Other task force allegations include: IRS action against preachers for favoring candidates (a recently ended policy under Trump), disproportionate Education Department fines against Liberty and Grand Canyon universities,  rejection of student aid at other Christian colleges, devout Navy SEALS allegedly denied promotions, removal of Catholic priests at Walter Reed medical center, biological men given access to women’s facilities and shelters, realtors association discipline against a member for endorsing man-woman marriage and offending  public school “gender ideology” policies. 

Also, the Justice Department prosecutions of anti-abortion protesters, medical personnel forced to participate in abortions or gender “transition” surgery, mandatory abortion coverage in religious agencies’ insurance, rejection of religious foster care agencies over LGBTQ issues, disputes on observance of Christian holidays, workplace bans on religious t-shirts, banks refusing service to Christian agencies, a V.A. facility demanding prior approval of a chaplain’s sermons, excluding religious agencies from federal disaster loans, barring aid if social service programs include religious activities and a host of faith-related conflicts reported at foreign diplomatic posts.

Another Trump-era initiative is the July 28 policy memorandum from the federal Office of Personnel Management titled, “Protecting Religious Expression in the Federal Workplace.” This month, Americans United for Separation of Church and State wrote 19 agencies contending that this interpretation of the law is rife with “misinformation” and published a competing “Know Your Rights” guide for federal government workers. 

While the two Trump panels pursue Christian issues, the Anti-Defamation League’s latest annual accounting of U.S. antisemitism, released this past April, has significant and bleak numbers. During 2024, the ADL documented 9,354 incidents of anti-Jewish bias, the highest total in the 46-year run of these reports.

That marks a 344% increase over the past five years and 893% over the past decade. The Trump administration has employed antisemitism as one reason to assail prominent universities. On the campus aspect, the ADL count includes 1,694 antisemitic incidents at colleges in 2024 — an 84% increase over the prior year and a historically high of 18% of the year’s incidents. The ADL said synagogues and other Jewish institutions have been targeted with hundreds of bomb threats and hundreds of threats of other types.

Also there’s this. In March, the Council on American-Islamic Relations issued its annual report on discrimination and civil rights complaints from U.S. Muslims that says “Islamophobia” had reached “an all-time high across the country.”

The organization received 8,658 such complaints during 2024, the largest number since its annual reports began in 1996 and a 74% increase over 2023. CAIR depicts growing concern over “viewpoint discrimination” targeting those “who advocated against Israel’s military occupation, apartheid, and genocide of Palestinians.” Muslims also contend that job discrimination is a major problem.

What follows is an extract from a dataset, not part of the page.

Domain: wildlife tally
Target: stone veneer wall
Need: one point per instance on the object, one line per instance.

Richard N. Ostling was a longtime religion writer with The Associated Press and with Time magazine, where he produced 23 cover stories, as well as a Time senior correspondent providing field reportage for dozens of major articles. He is a recipient of the Religion News Association's Lifetime Achievement Award. He has interviewed such personalities as Billy Graham, the Dalai Lama, Mother Teresa and Joseph Cardinal Ratzinger (later Pope Benedict XVI); ranking rabbis and Muslim leaders; and authorities on other faiths; as well as numerous ordinary believers. He writes a bi-weekly column for Religion Unplugged.